Objective: Hypothalamic centers integrate external signals of nutrient availability and energy status and initiate responses to maintain homeostasis. Quantifying changes in hypothalamic gene expression in the presence of nutrient excess may identify novel responsive elements.

Methods: Affymetrix Mouse Genome 430 2.0 oligonucleotide microarrays containing 45 102 probe sets were used to interrogate differential expression of genes in dietary-induced obesity model C57BL6 inbred mice fed a high-fat (35% fat; n=8) or standard (4% fat; n=6) diet from 3 to 15 wk of age. Ontologies of regulated genes were examined and expression of selected genes was validated by quantitative real-time polymerase chain reaction.
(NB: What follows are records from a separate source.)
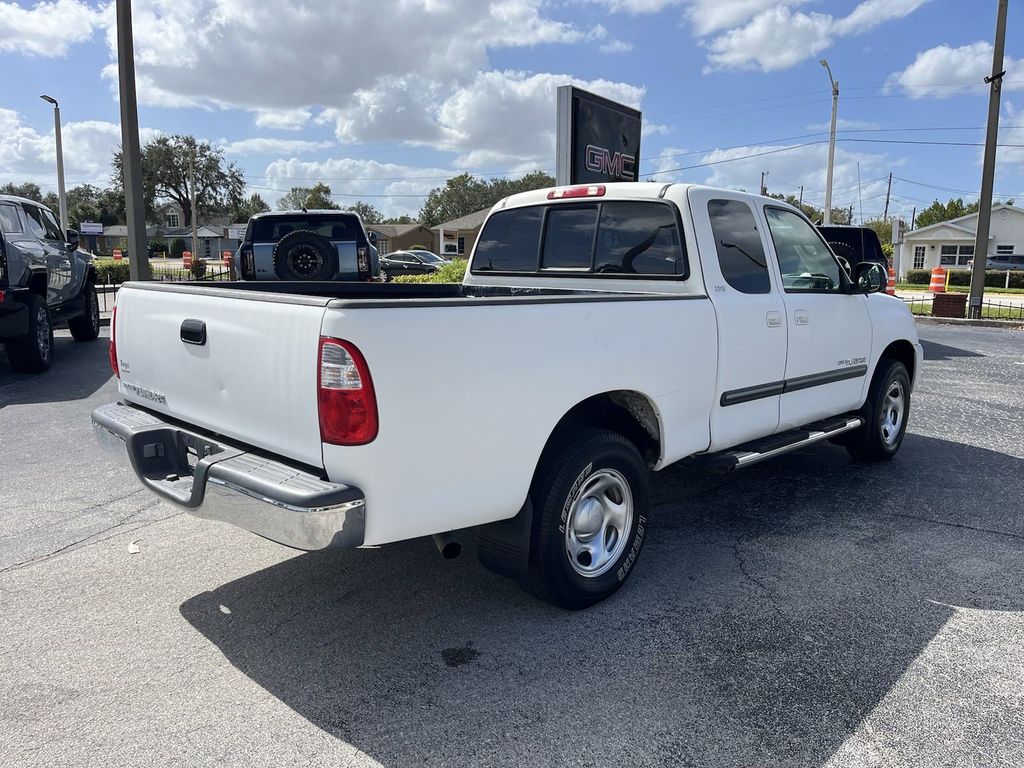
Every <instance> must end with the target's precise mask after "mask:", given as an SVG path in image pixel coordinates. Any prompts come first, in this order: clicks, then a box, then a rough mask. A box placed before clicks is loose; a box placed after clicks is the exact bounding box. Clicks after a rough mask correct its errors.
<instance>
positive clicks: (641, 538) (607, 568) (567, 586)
mask: <svg viewBox="0 0 1024 768" xmlns="http://www.w3.org/2000/svg"><path fill="white" fill-rule="evenodd" d="M605 483H607V484H608V486H607V488H606V489H602V484H605ZM530 499H531V502H532V505H534V527H532V541H531V543H530V556H529V565H528V567H527V570H526V575H525V577H524V578H523V579H522V580H521V584H522V586H523V588H524V589H525V590H526V591H527V592H529V593H530V594H532V595H536V596H537V597H539V598H541V599H542V600H546V601H547V602H550V603H552V604H554V605H558V606H560V607H563V608H570V609H579V608H586V607H589V606H591V605H593V604H595V603H597V602H600V601H601V600H603V599H605V598H606V597H608V596H609V595H611V594H612V593H613V592H615V590H617V589H618V588H620V587H621V586H622V585H623V583H624V582H625V581H626V579H627V578H628V577H629V574H630V572H632V569H633V567H634V565H636V561H637V558H638V557H639V555H640V550H641V549H642V547H643V542H644V536H645V531H646V527H647V514H648V511H647V508H648V503H649V485H648V471H647V466H646V464H645V463H644V460H643V458H642V457H641V456H640V453H639V452H638V451H637V449H636V445H634V444H633V443H632V442H630V441H629V440H628V439H626V438H625V437H623V435H621V434H618V433H617V432H611V431H609V430H605V429H595V428H585V429H583V430H580V431H577V432H575V433H573V434H572V435H571V436H570V437H567V438H565V439H561V440H555V441H554V443H553V445H551V446H549V449H548V450H547V451H546V452H545V455H544V457H543V458H542V459H541V464H540V466H539V467H538V471H537V475H536V476H535V478H534V484H532V486H531V488H530ZM609 503H610V507H609V506H607V505H608V504H609ZM608 509H620V510H625V509H630V510H631V512H630V513H629V514H628V515H627V514H622V515H620V517H618V519H620V521H621V529H620V528H618V527H614V526H613V525H610V524H608V522H607V521H608V519H609V517H608V513H607V510H608ZM588 528H589V529H591V530H594V531H595V534H594V535H593V538H592V539H590V540H589V541H587V542H585V541H584V539H578V538H577V537H575V536H574V532H575V531H581V532H583V534H584V536H586V530H587V529H588ZM598 528H600V534H597V532H596V531H597V529H598ZM567 530H569V531H570V532H568V534H567V532H566V531H567ZM570 541H571V542H573V544H571V545H570ZM570 546H575V547H579V548H581V549H580V550H578V552H579V554H578V555H577V557H575V558H573V555H572V554H570V551H569V548H570ZM588 547H589V548H590V549H589V550H588V549H587V548H588ZM591 550H592V551H597V552H599V553H601V555H606V557H602V556H599V557H598V558H597V561H596V562H595V561H594V560H593V559H592V556H591V555H589V554H588V551H591ZM602 563H603V564H602ZM588 570H589V571H590V572H582V571H588Z"/></svg>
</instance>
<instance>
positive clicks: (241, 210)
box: [228, 193, 270, 221]
mask: <svg viewBox="0 0 1024 768" xmlns="http://www.w3.org/2000/svg"><path fill="white" fill-rule="evenodd" d="M269 210H270V206H268V205H267V204H266V201H265V200H263V198H262V197H260V195H259V193H253V194H252V195H250V196H249V197H248V198H245V199H244V200H241V201H239V203H238V205H234V206H231V209H230V211H228V214H229V215H230V217H231V221H248V220H249V219H250V218H252V217H253V216H255V215H256V214H257V213H266V212H267V211H269Z"/></svg>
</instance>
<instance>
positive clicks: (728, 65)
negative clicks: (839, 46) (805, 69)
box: [706, 6, 833, 72]
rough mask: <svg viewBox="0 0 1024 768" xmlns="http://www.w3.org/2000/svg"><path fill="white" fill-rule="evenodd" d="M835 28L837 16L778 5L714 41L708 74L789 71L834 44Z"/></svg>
mask: <svg viewBox="0 0 1024 768" xmlns="http://www.w3.org/2000/svg"><path fill="white" fill-rule="evenodd" d="M831 26H833V17H831V16H829V15H827V14H825V13H802V12H796V13H794V12H792V11H791V10H790V9H788V8H786V7H784V6H777V7H775V8H772V9H770V10H766V11H764V12H763V13H760V14H758V15H757V16H755V17H754V18H753V19H752V20H751V22H750V23H749V24H746V25H745V26H743V27H737V28H736V29H732V30H728V31H726V32H725V33H723V34H721V35H719V36H718V37H716V38H714V39H713V40H711V41H710V42H709V43H708V49H709V54H708V60H709V62H710V66H709V67H708V68H706V71H711V70H715V69H745V70H749V69H760V70H762V71H764V72H773V71H775V70H784V69H787V68H790V67H793V66H794V65H796V63H798V62H800V61H803V60H804V59H805V58H809V57H810V56H813V55H815V54H817V53H818V52H819V51H822V50H824V49H825V48H827V47H828V46H829V45H831V37H830V34H829V30H830V28H831Z"/></svg>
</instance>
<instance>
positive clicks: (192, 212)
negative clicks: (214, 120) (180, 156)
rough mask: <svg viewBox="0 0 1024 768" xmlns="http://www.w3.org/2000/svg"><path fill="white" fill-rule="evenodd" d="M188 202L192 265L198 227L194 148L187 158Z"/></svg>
mask: <svg viewBox="0 0 1024 768" xmlns="http://www.w3.org/2000/svg"><path fill="white" fill-rule="evenodd" d="M188 193H189V194H188V200H189V202H190V204H191V211H190V213H189V218H190V219H191V222H193V263H194V264H195V263H196V259H198V258H199V225H198V224H197V223H196V147H195V146H193V150H191V154H190V155H189V156H188Z"/></svg>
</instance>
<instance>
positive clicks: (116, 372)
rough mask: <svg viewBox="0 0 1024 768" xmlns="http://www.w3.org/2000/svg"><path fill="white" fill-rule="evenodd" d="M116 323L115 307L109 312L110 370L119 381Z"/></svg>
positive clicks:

Results: One thousand two hundred twelve unique gene transcripts showed altered expression on the microarrays. Gene ontology analysis revealed changes in neuropeptide genes responding to leptin, Pomc, Cart, Npy, and Agrp, compatible with a homeostatic response to high-fat intake, although mean weight increased 2.3-fold compared with standard fed mice (P<0.001). Neurotransmitter system ontologies revealed upregulation of five genes controlling availability of dopamine. Changes in Th tyrosine hydroxylase (2.1-fold) and Slc18a2 solute carrier family 18 (vesicular monoamine), member 2 (4.4-fold) controlling synthesis and release, and Slc6a3 solute carrier family 6 (neurotransmitter transporter, dopamine), member 3 (4.8-fold), Snca alpha-synuclein (1.3-fold), and Maoa monoamine oxidase (1.9-fold) limiting availability were confirmed by quantitative real-time polymerase chain reaction.

Conclusion: Expression of five genes involved in availability of dopamine was increased after a high-fat diet. Failure to reduce dopamine availability sufficiently, to counter the feeding reward effect, could contribute to diet-induced obesity in these mice.